The Opportunity Layer brings everything together by turning identified gaps into clear opportunity themes that can guide product discovery and roadmap planning.
Instead of treating gaps in isolation, this layer clusters related gaps across digital moments to reveal broader patterns and areas of opportunity. This makes it easier for Product teams to reason about where to invest, rather than reacting to individual issues.
The Opportunity Layer does not define specific solutions. Its role is to frame where meaningful value can be created, giving Product teams a strong, experience-led starting point for prioritization and planning.
To make the Security Experience Map actionable, we needed a way to measure the security experience, not just describe it.
The way experience is measured depends on the tool used. In this project, we used TheyDo.
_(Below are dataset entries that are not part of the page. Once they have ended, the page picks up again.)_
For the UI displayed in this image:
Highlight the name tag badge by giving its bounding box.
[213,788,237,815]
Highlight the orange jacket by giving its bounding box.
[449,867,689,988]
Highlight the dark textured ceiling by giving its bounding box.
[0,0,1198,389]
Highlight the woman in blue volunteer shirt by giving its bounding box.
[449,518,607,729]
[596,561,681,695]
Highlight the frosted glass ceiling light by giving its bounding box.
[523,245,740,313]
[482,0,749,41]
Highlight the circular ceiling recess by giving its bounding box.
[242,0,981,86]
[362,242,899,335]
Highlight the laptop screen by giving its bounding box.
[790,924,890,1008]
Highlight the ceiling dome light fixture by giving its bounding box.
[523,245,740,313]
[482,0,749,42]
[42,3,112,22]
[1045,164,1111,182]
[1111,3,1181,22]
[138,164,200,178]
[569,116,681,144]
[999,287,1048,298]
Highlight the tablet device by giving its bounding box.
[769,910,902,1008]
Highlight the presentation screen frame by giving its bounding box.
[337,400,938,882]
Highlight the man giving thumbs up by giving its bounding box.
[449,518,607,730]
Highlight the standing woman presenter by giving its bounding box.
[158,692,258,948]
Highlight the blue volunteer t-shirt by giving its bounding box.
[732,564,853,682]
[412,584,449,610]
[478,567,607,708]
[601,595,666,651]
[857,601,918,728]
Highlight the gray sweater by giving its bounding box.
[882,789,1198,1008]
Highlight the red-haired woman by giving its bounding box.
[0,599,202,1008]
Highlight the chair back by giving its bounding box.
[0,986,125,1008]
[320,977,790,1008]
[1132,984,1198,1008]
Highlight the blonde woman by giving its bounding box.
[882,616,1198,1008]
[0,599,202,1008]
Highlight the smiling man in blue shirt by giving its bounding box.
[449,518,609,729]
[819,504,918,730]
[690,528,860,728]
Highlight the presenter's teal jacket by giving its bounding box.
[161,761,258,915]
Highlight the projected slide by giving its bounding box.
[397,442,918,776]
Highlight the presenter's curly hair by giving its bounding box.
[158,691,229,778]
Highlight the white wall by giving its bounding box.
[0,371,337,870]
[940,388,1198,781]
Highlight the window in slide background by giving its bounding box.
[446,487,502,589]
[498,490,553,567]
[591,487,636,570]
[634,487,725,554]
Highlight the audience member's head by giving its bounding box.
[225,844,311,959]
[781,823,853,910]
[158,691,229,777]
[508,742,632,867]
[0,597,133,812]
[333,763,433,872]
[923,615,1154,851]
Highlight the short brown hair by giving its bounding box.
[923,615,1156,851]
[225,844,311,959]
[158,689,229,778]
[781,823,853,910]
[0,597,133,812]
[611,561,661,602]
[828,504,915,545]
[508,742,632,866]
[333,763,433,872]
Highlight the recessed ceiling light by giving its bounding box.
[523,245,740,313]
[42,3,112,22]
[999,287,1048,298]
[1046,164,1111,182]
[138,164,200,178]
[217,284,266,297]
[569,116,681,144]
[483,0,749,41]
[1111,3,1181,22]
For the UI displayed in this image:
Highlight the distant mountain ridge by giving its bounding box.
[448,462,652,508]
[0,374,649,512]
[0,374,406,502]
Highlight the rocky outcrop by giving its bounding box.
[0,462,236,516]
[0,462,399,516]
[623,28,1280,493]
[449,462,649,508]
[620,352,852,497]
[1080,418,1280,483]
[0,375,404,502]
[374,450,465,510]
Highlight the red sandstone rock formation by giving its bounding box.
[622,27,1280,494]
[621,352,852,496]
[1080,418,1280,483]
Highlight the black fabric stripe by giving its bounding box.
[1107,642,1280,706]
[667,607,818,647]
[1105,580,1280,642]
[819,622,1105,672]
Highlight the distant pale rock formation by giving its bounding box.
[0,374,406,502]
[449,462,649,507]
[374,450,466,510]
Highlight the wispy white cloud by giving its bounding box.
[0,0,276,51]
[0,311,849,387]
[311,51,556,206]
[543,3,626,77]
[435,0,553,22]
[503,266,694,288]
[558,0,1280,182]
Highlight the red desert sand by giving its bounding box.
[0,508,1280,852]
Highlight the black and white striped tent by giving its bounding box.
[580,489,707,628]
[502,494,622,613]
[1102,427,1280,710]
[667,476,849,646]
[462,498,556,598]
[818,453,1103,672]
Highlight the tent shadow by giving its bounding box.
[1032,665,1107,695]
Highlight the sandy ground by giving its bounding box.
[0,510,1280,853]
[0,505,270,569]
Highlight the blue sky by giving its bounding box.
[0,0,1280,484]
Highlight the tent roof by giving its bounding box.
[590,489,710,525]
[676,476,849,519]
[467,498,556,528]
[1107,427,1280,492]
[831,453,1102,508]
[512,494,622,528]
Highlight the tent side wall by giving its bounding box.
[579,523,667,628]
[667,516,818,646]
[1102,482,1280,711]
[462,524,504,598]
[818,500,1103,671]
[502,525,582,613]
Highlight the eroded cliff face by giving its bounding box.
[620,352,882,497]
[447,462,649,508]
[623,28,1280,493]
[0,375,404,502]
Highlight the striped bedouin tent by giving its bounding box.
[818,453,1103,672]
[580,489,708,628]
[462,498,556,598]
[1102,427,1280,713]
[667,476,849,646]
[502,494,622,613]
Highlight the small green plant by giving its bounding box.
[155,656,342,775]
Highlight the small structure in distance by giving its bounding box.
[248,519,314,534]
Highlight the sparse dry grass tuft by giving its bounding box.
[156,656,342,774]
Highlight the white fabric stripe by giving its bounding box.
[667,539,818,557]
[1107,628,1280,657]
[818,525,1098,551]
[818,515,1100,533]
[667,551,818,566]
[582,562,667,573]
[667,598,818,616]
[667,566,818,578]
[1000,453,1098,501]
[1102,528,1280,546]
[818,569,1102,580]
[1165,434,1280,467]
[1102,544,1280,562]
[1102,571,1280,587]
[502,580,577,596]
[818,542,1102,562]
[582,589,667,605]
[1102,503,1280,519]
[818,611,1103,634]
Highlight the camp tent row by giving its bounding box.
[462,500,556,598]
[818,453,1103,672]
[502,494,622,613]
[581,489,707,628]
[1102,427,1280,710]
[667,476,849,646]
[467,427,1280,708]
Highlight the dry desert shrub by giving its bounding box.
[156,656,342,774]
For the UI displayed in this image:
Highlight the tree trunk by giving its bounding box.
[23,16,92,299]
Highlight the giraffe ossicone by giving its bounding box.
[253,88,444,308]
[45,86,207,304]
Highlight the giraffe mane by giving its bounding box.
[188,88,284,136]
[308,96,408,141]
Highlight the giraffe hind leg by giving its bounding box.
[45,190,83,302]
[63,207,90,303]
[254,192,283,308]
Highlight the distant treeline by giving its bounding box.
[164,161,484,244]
In TheyDo, each insight includes an experience impact score , ranging from –2 to +2:
• –2 to 0 indicates a negative impact on the consumer’s experience (e.g. pain points, pressures, unresolved gaps)
• 0 to 2 indicates a positive impact on the experience (e.g. gains, effective protections, principle-aligned experiences)
Each digital moment in the map includes a mix of:
• Positive elements (for example, protections that work well or principles that are reflected in the experience)
• Negative elements (such as capability gaps or principle gaps)
By accumulating the positive and negative experience impacts across all insights within a moment, we can understand the overall Security Experience score for that moment.
The Security Experience score makes experience comparable across moments. This score represents how safe, supported, and confident consumers are likely to feel in that specific context. Moments with a lower score clearly signal higher experience risk and greater unmet consumer needs. This allows teams to:
• Identify which digital moments need the most attention
• Prioritize opportunity themes connected to those moments
• Focus product and discovery efforts where they can have the greatest experience impact
The Security Experience Map acts as an evidence-based reference that turns research insights into clear, experience-led product opportunities directly linked to gaps in the consumer experience. For Product Managers, it:
• Makes research findings actionable by framing them as opportunity themes, not raw insights
• Reduces the effort required to interpret and translate research into product decisions
• Provides clear consumer signals that support portfolio-level and product strategy framing
By grounding opportunities in real consumer needs, vulnerabilities, and experience gaps, the map supports both short-term prioritization and long-term strategic thinking.
For organizations aiming to move toward customer-centricity, these consumer signals are essential. They create a shared understanding of where value can be created, without relying on individual interpretation or intuition.
Most importantly, the Security Experience Map removes the burden from Product Managers to independently translate research findings into something meaningful for their products, enabling them to focus on decision-making, prioritization, and delivery.